A seven-year-old child's arteries and nerve-centres are scarcely
fitted to endure the terrific paroxysms that convulsed me. No one
slept in the thin, frame farm-house that night when John
Barleycorn had his will of me. And Larry, under the bridge, had
no delirium like mine. I am confident that his sleep was
stupefied and dreamless, and that he awoke next day merely to
heaviness and moroseness, and that if he lives to-day he does not
remember that night, so passing was it as an incident. But my
brain was seared for ever by that experience.

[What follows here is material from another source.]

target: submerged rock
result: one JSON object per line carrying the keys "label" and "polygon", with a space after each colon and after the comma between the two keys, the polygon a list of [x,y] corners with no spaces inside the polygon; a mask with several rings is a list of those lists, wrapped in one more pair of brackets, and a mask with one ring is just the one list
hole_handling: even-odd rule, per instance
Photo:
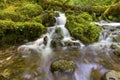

Writing now, thirty
years afterward, every vision is as distinct, as sharp-cut, every
pain as vital and terrible, as on that night.

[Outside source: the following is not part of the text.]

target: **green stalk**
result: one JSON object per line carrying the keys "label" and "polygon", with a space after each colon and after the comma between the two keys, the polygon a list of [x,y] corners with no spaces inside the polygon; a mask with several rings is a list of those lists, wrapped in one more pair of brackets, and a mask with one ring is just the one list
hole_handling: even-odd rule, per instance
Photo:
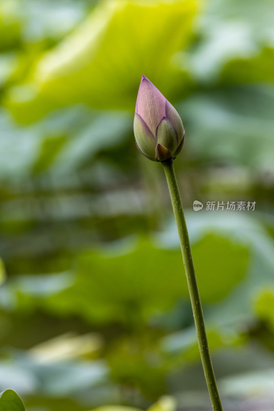
{"label": "green stalk", "polygon": [[217,388],[216,379],[209,352],[202,303],[190,249],[188,229],[173,166],[173,160],[170,159],[161,162],[168,181],[178,233],[180,239],[182,259],[187,275],[196,331],[198,337],[199,349],[207,387],[214,411],[223,411],[222,403]]}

I was sick for days afterward, and I needed none of my mother's
injunctions to avoid John Barleycorn in the future. My mother had
been dreadfully shocked. She held that I had done wrong, very
wrong, and that I had gone contrary to all her teaching. And how
was I, who was never allowed to talk back, who lacked the very
words with which to express my psychology--how was I to tell my
mother that it was her teaching that was directly responsible for
my drunkenness? Had it not been for her theories about dark eyes
and Italian character, I should never have wet my lips with the
sour, bitter wine. And not until man-grown did I tell her the
true inwardness of that disgraceful affair.

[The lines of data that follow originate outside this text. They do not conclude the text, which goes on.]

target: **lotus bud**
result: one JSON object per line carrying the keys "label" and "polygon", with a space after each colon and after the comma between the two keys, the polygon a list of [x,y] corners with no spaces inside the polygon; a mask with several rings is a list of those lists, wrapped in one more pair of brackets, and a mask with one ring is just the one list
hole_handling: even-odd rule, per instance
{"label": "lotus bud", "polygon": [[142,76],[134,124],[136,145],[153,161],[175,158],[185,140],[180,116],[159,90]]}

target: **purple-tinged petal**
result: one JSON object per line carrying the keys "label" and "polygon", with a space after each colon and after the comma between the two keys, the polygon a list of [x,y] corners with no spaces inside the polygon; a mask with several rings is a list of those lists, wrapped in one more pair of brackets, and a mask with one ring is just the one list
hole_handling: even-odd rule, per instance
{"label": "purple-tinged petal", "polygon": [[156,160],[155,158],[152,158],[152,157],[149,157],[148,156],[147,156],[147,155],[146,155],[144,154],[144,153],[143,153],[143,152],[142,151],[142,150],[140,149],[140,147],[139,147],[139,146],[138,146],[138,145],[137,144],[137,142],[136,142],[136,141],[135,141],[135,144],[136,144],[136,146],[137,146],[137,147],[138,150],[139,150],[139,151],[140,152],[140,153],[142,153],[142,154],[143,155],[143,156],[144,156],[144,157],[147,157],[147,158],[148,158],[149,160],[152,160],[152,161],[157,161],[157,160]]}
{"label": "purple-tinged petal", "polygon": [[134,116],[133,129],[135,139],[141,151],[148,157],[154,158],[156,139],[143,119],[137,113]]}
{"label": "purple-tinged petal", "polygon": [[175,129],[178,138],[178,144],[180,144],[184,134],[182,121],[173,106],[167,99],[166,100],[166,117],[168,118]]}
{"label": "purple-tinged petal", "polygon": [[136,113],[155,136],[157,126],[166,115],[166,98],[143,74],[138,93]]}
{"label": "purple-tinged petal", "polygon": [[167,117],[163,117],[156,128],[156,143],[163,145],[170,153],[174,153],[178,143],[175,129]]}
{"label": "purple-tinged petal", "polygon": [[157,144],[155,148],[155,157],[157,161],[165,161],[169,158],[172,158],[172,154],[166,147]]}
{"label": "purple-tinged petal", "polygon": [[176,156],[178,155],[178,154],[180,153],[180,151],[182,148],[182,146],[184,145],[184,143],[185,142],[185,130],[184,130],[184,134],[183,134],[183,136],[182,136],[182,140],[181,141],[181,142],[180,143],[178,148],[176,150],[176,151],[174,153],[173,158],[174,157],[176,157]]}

In those after days of sickness, I was confused on some points,
and very clear on others. I felt guilty of sin, yet smarted with
a sense of injustice. It had not been my fault, yet I had done
wrong. But very clear was my resolution never to touch liquor
again. No mad dog was ever more afraid of water than was I of
alcohol.
Yet the point I am making is that this experience, terrible as it
was, could not in the end deter me from forming John Barleycorn's
cheek-by-jowl acquaintance. All about me, even then, were the
forces moving me toward him. In the first place, barring my
mother, ever extreme in her views, it seemed to me all the grown-
ups looked upon the affair with tolerant eyes. It was a joke,
something funny that had happened. There was no shame attached.
Even the lads and lassies giggled and snickered over their part in
the affair, narrating with gusto how Larry had jumped on my chest
and slept under the bridge, how So-and-So had slept out in the
sandhills that night, and what had happened to the other lad who
fell in the ditch. As I say, so far as I could see, there was no
shame anywhere. It had been something ticklishly, devilishly
fine--a bright and gorgeous episode in the monotony of life and
labour on that bleak, fog-girt coast.
The Irish ranchers twitted me good-naturedly on my exploit, and
patted me on the back until I felt that I had done something
heroic. Peter and Dominick and the other Italians were proud of
my drinking prowess. The face of morality was not set against
drinking. Besides, everybody drank. There was not a teetotaler
in the community. Even the teacher of our little country school,
a greying man of fifty, gave us vacations on the occasions when he
wrestled with John Barleycorn and was thrown. Thus there was no
spiritual deterrence. My loathing for alcohol was purely
physiological. I didn't like the damned stuff.